From what I've read about rabbit starvation and protein poisoning, increasing the calories does not make the plan safer - only increasing the fat and carbohydrate content will reduce the odds of getting ill (and if you increase the fat and carbohydrate content, you're no longer following the Kim kins plan, you're following Atkins or something else).

Why is it so bad, if it works? Because "it works" (results in weight loss) isn't a fair trade off for the extreme risk of the diet. This isn't a plan that "might" be risky, it's a plan with known physiological consequences, and the risks are organ damage and death. Following the plan as it was created (seeking the SNAT state - which means experiencing the symptoms that are being caused by the damage to internal organs), will result in organ damage and death if the plan is continued. The plan is incompatible with healthy organ function, because a vlcarb diet combined with a vlfat diet, after only a few days begins doing actual damage.

"Luckily" the diet is very difficult for most people to follow as closely as Kim recommends. As a result, most people will ingest more fat and carbohydrates than they're "supposed to," which will reduce the risks. It's ironic, and especially sad that the most motivated and committed individuals are most at risk, especially if they're willing to endure the SNAT state.
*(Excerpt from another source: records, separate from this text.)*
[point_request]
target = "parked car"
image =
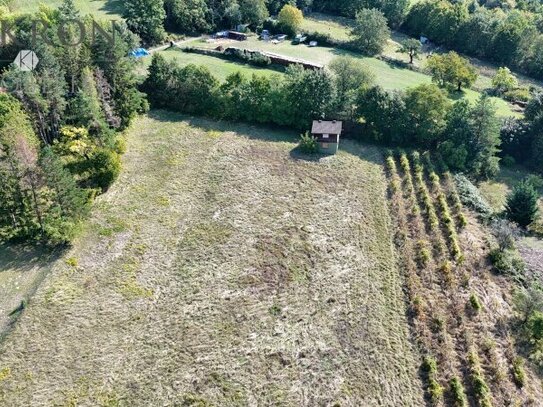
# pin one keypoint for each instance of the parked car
(299, 39)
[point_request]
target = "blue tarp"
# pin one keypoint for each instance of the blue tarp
(140, 53)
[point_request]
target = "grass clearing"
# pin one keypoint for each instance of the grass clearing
(100, 9)
(261, 281)
(387, 75)
(337, 28)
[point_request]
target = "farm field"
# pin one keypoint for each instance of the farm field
(388, 76)
(339, 29)
(456, 303)
(100, 9)
(222, 269)
(218, 67)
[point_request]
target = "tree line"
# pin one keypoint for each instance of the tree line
(60, 125)
(467, 135)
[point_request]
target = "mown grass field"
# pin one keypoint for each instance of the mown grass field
(387, 75)
(219, 68)
(100, 9)
(222, 269)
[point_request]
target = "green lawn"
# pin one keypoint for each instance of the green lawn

When very low carb dieting is combined with very low fat dieting, those who are most successful at following the diet will be the most at risk. Also, because endorphins are often released because of the organ-damage that can be triggered - the semi-starvation also can create a dieter's high. Even though the person may feel only mildly light headed and weak, they also may feel euphoric (which can mask the danger of the diet - it can't be hurting me if it's making me feel this good). For some, the first sign of real trouble may be a fatal cardiac arrest.
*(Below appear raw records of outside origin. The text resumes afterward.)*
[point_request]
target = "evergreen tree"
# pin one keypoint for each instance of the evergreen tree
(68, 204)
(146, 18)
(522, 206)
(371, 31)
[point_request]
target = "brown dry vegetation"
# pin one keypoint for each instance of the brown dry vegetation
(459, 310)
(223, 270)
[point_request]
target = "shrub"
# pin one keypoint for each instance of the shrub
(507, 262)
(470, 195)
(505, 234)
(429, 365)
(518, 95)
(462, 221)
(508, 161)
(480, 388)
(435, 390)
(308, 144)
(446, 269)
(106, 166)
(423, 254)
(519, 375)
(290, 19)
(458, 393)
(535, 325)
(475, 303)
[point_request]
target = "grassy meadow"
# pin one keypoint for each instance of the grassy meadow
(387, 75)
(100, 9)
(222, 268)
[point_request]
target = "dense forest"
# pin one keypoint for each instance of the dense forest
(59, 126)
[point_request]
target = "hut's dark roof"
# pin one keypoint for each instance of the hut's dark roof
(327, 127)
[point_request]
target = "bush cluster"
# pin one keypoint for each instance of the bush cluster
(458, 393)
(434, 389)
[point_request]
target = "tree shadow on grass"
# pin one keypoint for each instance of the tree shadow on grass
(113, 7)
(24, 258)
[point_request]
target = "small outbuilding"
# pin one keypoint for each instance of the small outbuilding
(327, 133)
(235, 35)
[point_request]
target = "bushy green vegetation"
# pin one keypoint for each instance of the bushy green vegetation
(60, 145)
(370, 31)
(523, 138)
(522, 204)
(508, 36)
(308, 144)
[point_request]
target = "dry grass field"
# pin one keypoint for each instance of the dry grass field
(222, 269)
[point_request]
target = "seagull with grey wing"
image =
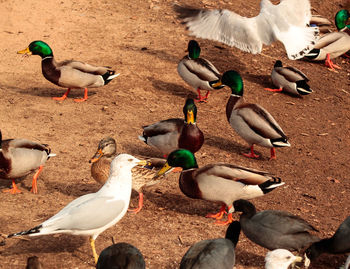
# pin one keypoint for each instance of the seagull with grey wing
(287, 22)
(93, 213)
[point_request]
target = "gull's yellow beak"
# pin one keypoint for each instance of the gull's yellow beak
(97, 156)
(25, 51)
(217, 84)
(190, 117)
(163, 170)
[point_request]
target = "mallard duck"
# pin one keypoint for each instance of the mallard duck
(337, 244)
(198, 72)
(334, 44)
(219, 182)
(70, 74)
(252, 122)
(273, 229)
(168, 135)
(280, 259)
(93, 213)
(121, 256)
(20, 157)
(213, 253)
(141, 176)
(289, 79)
(285, 22)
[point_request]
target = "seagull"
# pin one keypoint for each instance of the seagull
(280, 259)
(286, 22)
(83, 216)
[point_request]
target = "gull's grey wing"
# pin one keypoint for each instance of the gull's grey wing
(89, 214)
(226, 27)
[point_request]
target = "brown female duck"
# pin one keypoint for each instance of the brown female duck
(141, 176)
(20, 157)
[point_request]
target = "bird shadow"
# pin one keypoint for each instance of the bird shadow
(180, 204)
(172, 88)
(44, 244)
(47, 92)
(161, 54)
In high school and college I experienced the dieter's-high. I would go days, sometimes weeks without eating. The longer I went, the more likely I was to experience the "high." I was finally scared away from that kind of dieting after having a couple bouts with a wildly racing heart. Thankfully, I didn't have someone like Kim telling me that the scary symptoms were a good sign - proof that the diet was working. Because Kim was telling her customers that such experiences were "good," anyone who believed her, would be seriously endangering their health, risking death or permanent injury from organ damage (and heart damage from crash dieting, even if caught before it kills, is non-reversable).

It's important that weight loss not be done at the expense of health and safety. Because rabbit starvation is so well-understood, at the very least a person should research the condition if they're going to attempt to push the safe limits of carbohydrate and fat minimums. A doctor (or better yet, a dietitian experienced with weight loss dieting) will know what those minimum amounts are.